T.R | Title | User | Personal Name | Date | Lines |
---|
1990.1 | re. .0: Clarification | EVTSG8::ESANU | Au temps pour moi | Tue Aug 29 1995 13:59 | 13 |
| > Using the hypergeometric distribution, the MLE (= Maximum
> Likelihood Estimate) for the total number of errors in
> the program, N , can be shown as:
>
> ^ n(1) * n(2)
> N = floor -----------
> k(1,2)
"Total number of errors in the program" means really total, including
unknown errors, namely errors not discovered by any of the testing teams.
/Mihai.
|
1990.2 | remind me, please... | JOBURG::BUCHANAN | | Mon Sep 11 1995 18:42 | 7 |
| All my books are in storage at the other end of the accessible
universe. Could you remind me of the hypergeometric distribution, so
that I can check that we are working from the same assumptions about
the problem. (e.g. all bug detections equiprobable & independent).
Cheers,
Andrew.
|
1990.3 | Definition of the hypergeometric distribution | EVTSG8::ESANU | Au temps pour moi | Tue Sep 12 1995 10:53 | 34 |
| In a set A consider a partition of it into two subsets A1 and A2 , so
that:
A = A1 /cup A2
A1 /cap A2 = EmptySet
Let
card A = n
card A1 = n1
card A2 = n2
A group of r elements is chosen at random. Let q(k) be the probability
that the group so chosen will contain exactly k elements from the set A1
( k <= min {n1,r} ).
q(k) is shown to be
C(n1, k) * C(n - n1, r - k)
q(k) = ---------------------------
C(n, r)
where C(a, b) are the combinations.
The system of probabilities so defined is called "the hypergeometric
distribution".
The probabilities q(k) are defined only for k <= r, n1 , but since
C(a,b) = 0 whenever b > a, the formula for q(k) above gives q(k) = 0
if either k > n1 or k > r . So the formula above can be employed for all
k >= 0, provided the relation q(k) = 0 is interpreted as impossibility.
You must feel lonely without your books, Andrew!
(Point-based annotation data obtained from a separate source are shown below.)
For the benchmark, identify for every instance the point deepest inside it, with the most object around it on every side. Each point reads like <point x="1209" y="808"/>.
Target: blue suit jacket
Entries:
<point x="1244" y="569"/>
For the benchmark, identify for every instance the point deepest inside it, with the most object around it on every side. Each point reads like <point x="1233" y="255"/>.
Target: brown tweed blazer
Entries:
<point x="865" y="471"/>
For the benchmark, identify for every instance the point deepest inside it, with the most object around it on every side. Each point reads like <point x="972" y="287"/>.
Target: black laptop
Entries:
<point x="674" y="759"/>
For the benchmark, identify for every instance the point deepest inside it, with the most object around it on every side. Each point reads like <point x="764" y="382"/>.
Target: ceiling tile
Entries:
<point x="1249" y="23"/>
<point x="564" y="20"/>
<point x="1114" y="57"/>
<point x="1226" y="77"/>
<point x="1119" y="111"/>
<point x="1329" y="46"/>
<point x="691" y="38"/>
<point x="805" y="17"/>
I'd be lost without mine.
Cheers,
Mihai.
|
1990.4 | | WIBBIN::NOYCE | EV5 issues 4 instructions per meter | Tue Sep 12 1995 12:10 | 29 |
| It looks like the formula in .0 says
Divide the set of all bugs into two sets, those found by group 1
and those not found by group 1. Group 2 finds some fraction of
the bugs found by group 1; assume they find the same fraction of
the set of all bugs.
This gives an estimate that satisfies the hypergeometric distribution.
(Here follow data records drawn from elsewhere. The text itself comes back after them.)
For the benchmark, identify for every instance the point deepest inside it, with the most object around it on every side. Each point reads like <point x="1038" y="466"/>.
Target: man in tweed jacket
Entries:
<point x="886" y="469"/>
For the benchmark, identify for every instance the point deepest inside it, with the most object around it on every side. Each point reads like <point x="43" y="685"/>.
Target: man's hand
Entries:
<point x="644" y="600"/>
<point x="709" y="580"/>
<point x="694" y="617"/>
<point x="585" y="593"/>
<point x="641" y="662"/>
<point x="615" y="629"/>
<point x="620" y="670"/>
It's also nice in that it's symmetric -- it doesn't matter which group
is called group 1.
One problem is that it assumes all bugs are equally likely to be found
-- not very typical!
To add a third group, you could simply compute three pairwise estimates
and average them somehow. Or you could lump the bugs found by groups
1 and 2 into a single group, and apply the formula in .0 to that group
and group 3 -- does doing this all three ways come up with different
results? These approaches are all based on the original assumption.
But it seems more practical to use extra groups to challenge the assumption
that all bugs are equally likely. Perhaps throw out any bugs found by
all three groups, and apply .0's formula pairwise to the rest (this shrinks
the intersection and so increases the estimate), and finally add in the
common bugs. If each group finds the same set of bugs, it seems plausible
that there are no more; if each group finds some unique bugs but the only
intersection is the bugs found by all three, it seems plausible that there
are a whole lot more left to be found (the formula reduces to 1/0).
|
1990.5 | probability of bug finding | CSSE::NEILSEN | Wally Neilsen-Steinhardt | Wed Sep 13 1995 13:37 | 24 |
| .4> But it seems more practical to use extra groups to challenge the assumption
> that all bugs are equally likely.
I would agree, but I would say "test the hypothesis"
I thought, years ago, about this problem. I can formulate it, but the math is
beyond me. Maybe somebody here can work through to an analytic solution, or
maybe it is worth the trouble to simulate it.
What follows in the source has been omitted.